As illustrated, the plugs may be provided with gaskets in the form of O- rings providing for that there is a tight fitting with the inner tubes to be closed.

As illustrated in fig 7a and 7b by examples the tube case may be provided with a recess 700 providing for that there is a space formed between the device and the tube case. By having the recess there is no small gap formed between the tube case and the device that is difficult to keep clean using available cleaning in place (CIP) technologies. Since the space is keeping the device and the inner tubes apart the through holes of the device do not have be aligned with the inner tubes. Instead the through holes in the device may be chosen in a way such that an optimal flow profile is formed. Further, which inner tubes to close and which to be keep open may also depend on the flow profile.

In order to influence the flow front side flow influence elements 702a, 702b may be provided on the device. By having these the flow may be influenced such that aggregation of fibers is reduced and/or such that a proper mixing occur and/or such that less fouling is formed. As illustrated in fig 7a and 7b, the front side flow influence elements 702a, 702b may have the form of semispheres, but other forms may be used as well.

In order to influence the flow inside the space formed due to the recess 700 of the tube case, plug flow influence elements 704 may be used.

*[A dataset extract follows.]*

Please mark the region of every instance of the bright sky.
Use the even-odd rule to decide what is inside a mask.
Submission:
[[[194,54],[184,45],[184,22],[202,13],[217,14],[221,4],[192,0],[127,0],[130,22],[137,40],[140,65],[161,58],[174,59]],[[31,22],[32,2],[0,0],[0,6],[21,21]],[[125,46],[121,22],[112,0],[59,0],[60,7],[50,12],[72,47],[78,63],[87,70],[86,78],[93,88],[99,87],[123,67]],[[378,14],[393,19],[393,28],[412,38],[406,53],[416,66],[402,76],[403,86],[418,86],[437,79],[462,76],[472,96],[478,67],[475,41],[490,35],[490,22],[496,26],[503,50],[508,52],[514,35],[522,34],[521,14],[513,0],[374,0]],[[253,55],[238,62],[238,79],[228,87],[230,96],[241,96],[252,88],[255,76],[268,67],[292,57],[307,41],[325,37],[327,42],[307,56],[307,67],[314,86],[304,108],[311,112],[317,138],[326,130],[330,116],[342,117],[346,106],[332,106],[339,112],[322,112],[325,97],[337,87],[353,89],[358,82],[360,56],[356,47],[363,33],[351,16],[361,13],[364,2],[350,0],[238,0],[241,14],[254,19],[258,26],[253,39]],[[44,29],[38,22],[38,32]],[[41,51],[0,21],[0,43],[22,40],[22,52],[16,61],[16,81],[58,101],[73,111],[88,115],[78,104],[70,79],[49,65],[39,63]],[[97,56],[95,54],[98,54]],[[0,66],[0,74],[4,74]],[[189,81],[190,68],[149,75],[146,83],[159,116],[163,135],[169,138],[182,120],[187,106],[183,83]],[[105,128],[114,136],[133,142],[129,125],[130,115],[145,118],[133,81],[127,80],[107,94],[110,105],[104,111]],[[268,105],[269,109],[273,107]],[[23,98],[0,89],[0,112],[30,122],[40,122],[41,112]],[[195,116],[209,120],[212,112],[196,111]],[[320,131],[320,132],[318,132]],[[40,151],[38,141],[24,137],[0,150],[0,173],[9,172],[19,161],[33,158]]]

The plug flow influence elements 704 may have different shapes. By having these the flow may be influenced such that aggregation of fibers is reduced and/or such that a proper mixing occur and/or such that less fouling is formed.

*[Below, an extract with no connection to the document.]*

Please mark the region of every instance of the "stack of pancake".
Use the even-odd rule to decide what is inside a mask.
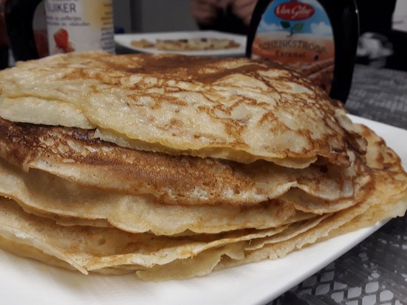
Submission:
[[[71,53],[0,72],[0,247],[84,273],[201,276],[401,216],[407,174],[295,72]]]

As illustrated in fig 7a, the inner tubes may be received via through holes of the tube case and attached in the front side. Though, as explained above and illustrated in fig 7b, the inner tubes may as an alternative be attached in the back side of the tube case.

Although not illustrated, in order to keep a tight fit between the tube case and the device a gasket may be used. Similarly, in order to keep a tight fit between the device and the bend pipe a gasket may be used.

Due to that a tubular heat exchanger may easily be reconfigured by using the device mentioned above, this suits well for testing out new configurations of the tubular heat exchanger if this does not perform according to expectations or if a new product should be processed by the heat exchanger. More particularly, in order to evaluate a configuration of the tubular heat exchanger, a first step may be to theoretically determine the optimal solution in terms of open and closed inner tubes, and optionally front side flow influence elements and/or plug flow influence elements. This step may be based on simulation technology and/or test data collected

beforehand.

A second step may be to choose a device according to an outcome of the first step, or to modify the device to be according to the outcome.

A third step may be to install the device in the tubular heat exchanger. A fourth step may be to evaluate the performance of the tubular heat exchanger. The performance may be evaluated based on aggregation of fibers. This may be of interest since a reduced aggregation of fibers implies an increased running time between cleaning. The performance may also be based on fouling. This is of interest since less fouling implies increased running time between cleaning. The performance may also be based on energy consumption, since energy consumption is directly linked to cost of production. Energy consumption can be measured in terms of pressure drop.

The invention has mainly been described above with reference to a few embodiments. However, as is readily appreciated by a person skilled in the art, other embodiments than the ones disclosed above are equally possible within the scope of the invention, as defined by the appended patent claims.